Divorce can be a painful and expensive process for both the parties concerned. Sue Bailey, a Family Solicitor at Ashton KCJ, offers seven golden rules to follow:
The end of a relationship is a stressful and uncertain time. If you are separating, early legal advice can be invaluable.
My seven golden rules highlight the things you should think about when choosing who to seek legal support from, as well as providing some hints and tips about separation.
- First listen, then advise:
Is your lawyer more interested in the sound of their voice than yours in your initial meeting? Any initial meeting is going to involve a lawyer providing you with advice about your situation; but they need to take time to understand your circumstances before they can offer you appropriate advice.
With any new client, I always get them to talk first about the situation, their concerns, fears and aims. Once I know this, then I can provide the advice they actually need.
- It's all about the money:
Money and financial security are big concerns for separating couples. I am experienced in working with clients who have complex assets including trusts and company assets, where there can be an element of "unravelling" to be done before we can fully understand each person's financial position.
I discuss with all my clients the need for them to do their homework about their own financial position, too. Have they found out about their mortgage raising capacity? If they have children, are there benefits which might be available help them to pay the bills each month?
- It's all child's play:
The end of a relationship is usually anything but - especially for children. They can feel a sense of loyalty to one parent, and can be confused and upset by changes in their lives as a result of decisions made by the adults they love most.
I discuss with my clients how they can work constructively with their ex-partner for the benefit of their children. Minimising conflict in front of children is extremely important, as is speaking positively about their other parent, whatever your own feelings might be.
- Never mix business with pleasure:
Assets which belong to a company are not necessarily going to be divided with a spouse on a divorce. Knowing where you stand about this at the start is very important.
If you are in business with your spouse, what is the impact of your marriage ending?
Will you continue to work together? Having a pre-nuptial or post nuptial (after marriage) agreement can offer you both more clarity about where you might stand if your personal relationship does not work out but your business relationship has.
- Play nice:
The media perception of the divorce process can be pretty negative: courtroom battles and lawyers "out to get" their opponent. In real life, it should not be this way. Where possible, I work with my clients to achieve a constructive resolution which works for their family.
As a trained collaborative lawyer, I can support clients in reaching agreements talking to their spouse face-to-face, with the benefit of legal support on hand. The benefit of a constructive approach to resolving your situation should not be underestimated.

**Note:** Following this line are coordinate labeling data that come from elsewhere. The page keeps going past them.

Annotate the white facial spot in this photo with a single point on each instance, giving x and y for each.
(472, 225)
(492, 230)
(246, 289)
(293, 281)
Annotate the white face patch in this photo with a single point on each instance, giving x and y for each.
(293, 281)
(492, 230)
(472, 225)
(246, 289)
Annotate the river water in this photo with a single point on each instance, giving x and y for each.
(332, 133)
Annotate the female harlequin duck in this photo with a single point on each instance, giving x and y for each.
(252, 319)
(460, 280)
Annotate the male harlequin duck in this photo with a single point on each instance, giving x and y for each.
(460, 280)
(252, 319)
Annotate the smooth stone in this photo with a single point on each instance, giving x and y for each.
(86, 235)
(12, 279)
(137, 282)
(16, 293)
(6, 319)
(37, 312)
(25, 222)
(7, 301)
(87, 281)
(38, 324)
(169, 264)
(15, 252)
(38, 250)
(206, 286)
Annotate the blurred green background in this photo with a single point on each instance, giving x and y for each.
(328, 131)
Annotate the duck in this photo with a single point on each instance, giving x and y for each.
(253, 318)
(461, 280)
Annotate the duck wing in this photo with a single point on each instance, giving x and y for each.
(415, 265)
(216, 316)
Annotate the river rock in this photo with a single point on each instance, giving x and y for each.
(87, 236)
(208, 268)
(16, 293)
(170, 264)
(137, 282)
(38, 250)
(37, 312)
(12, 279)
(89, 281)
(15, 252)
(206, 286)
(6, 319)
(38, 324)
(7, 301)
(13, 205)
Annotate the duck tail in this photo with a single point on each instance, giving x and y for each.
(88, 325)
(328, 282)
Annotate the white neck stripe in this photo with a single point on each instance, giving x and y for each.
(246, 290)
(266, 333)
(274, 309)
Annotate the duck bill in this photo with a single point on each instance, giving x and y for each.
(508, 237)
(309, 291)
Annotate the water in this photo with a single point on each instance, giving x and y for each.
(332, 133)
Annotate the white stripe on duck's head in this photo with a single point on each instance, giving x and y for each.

Agreements are often reached more quickly and more cost effectively, meaning it is a win-win situation for you.
- Pension, pension, pension:
We are all living longer, making income in retirement more important than ever. On a divorce, one person may be entitled to a share of the other person's pension - known as "pension sharing".
The recipient spouse receives a percentage of the other person's pension which is transferred to a pension in their own name which they can draw on in retirement.
Sometimes, it makes more sense for one person to keep a larger pension than their spouse, with the spouse receiving a large share of the other assets to compensate - a process known as "offsetting".
- Because I'm worth it...?
Is the cost of legal advice worth it in the long run?
As a family lawyer I am obviously going to say 'yes' to that, but you should judge for yourself. I am happy to meet with any new client for half an hour at no charge. This gives you the opportunity to decide whether the support and expertise I have is right for you.
The cost of separation is one additional worry you don't need at what is already a stressful time. This is why I am able to offer fixed fees for the majority of the work I do, providing you with certainty and transparency about your legal costs at the start.